И вот черт помог мне увидать вашу милость.(Б. Шоу)
Это трижды премилое существо, мягенькое и теплое, а, следовательно, живое, считало, видимо, безо всяких оснований, вот этого-то четырехпроцентного, к коему кличка так и примерзла после нитроглицеринного вечера, самым прельстительным мужчиной в пределах солнечной системы. И даже далее, коли-то мыслимо для существа вышеуказанного ранжира. А он разводил какие-то важности неподобающего типа, ибо вспоминал некоторые гнусности, выслушанные не так давно в притоне уже описанном, — «Вам, господин, пивца? только трехградусное будет…. — Ну, и что? — А, может, вам трехградусное не годится, а четырехпроц…» тут остряк должен был спасаться от гнева нашего знакомца, что явно указывало, что вся эта канитель заведена исключительно на потеху публики, ибо в противном случае — половой убил бы знакомца нашего не более, как пальцем.

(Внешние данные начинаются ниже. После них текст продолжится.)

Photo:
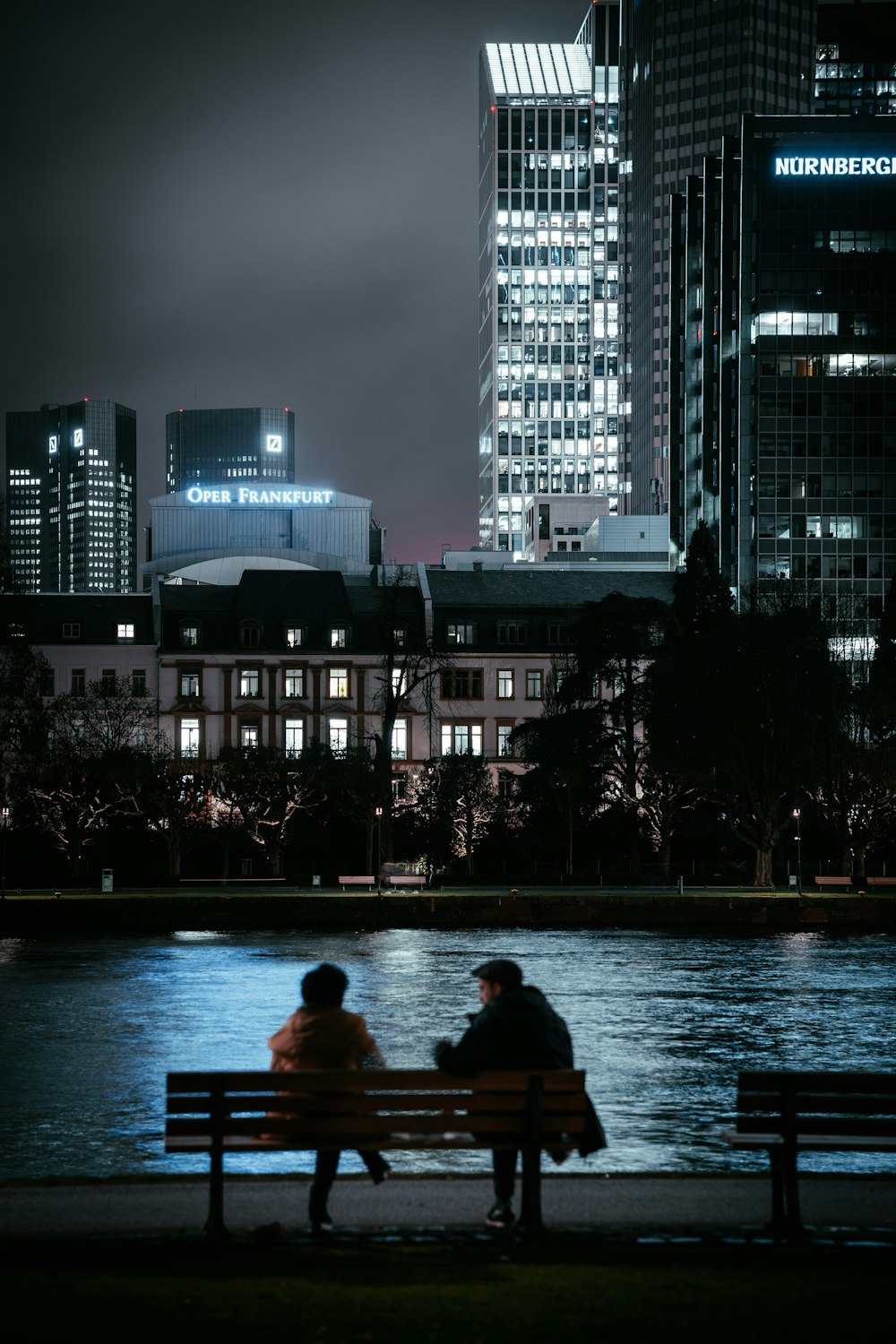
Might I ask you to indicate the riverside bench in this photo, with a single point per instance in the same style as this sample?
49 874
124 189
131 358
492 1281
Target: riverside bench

Это воспоминание разъедало самолюбивый дух четырехпроцентного. Он разрывался от негодования: «Меня? — Мне?..» — опять сначала.
А в приятных губах: «Я люблю тебя… я тебя очень люблю… милый и хороший…».
Но герой прочно уселся на кровать, стукнул разом обеими ногами по полу и рявкнул:
— А я не могу жить в болоте. Вот и все!
Тут в устах прелестницы вскипело справедливое негодование. Вот как. Значит, ты, что-то кроме меня замечаешь. И это объективировалось кратко и точно:
— Ду-рак!
— Начинается, — с прокисшей миной промыслил названный.
— Не хочу с тобой говорить. И больше никогда не буду. Понял?
Негодование, сворачивавшее ей брови, дошло до крайних пределов. Она молчала. И рука его немедленно была брошена в воздух.
— Оставь.
— Да-ну…..
— Я — сей-час — уй-ду. Понял?
Но трагедия осталась недоигранной. Дверь стукнула трижды. «Войдите» — сказал, позеленев от злобы четырехпроцентный («чтоб вас черти взяли…. шляетесь…»).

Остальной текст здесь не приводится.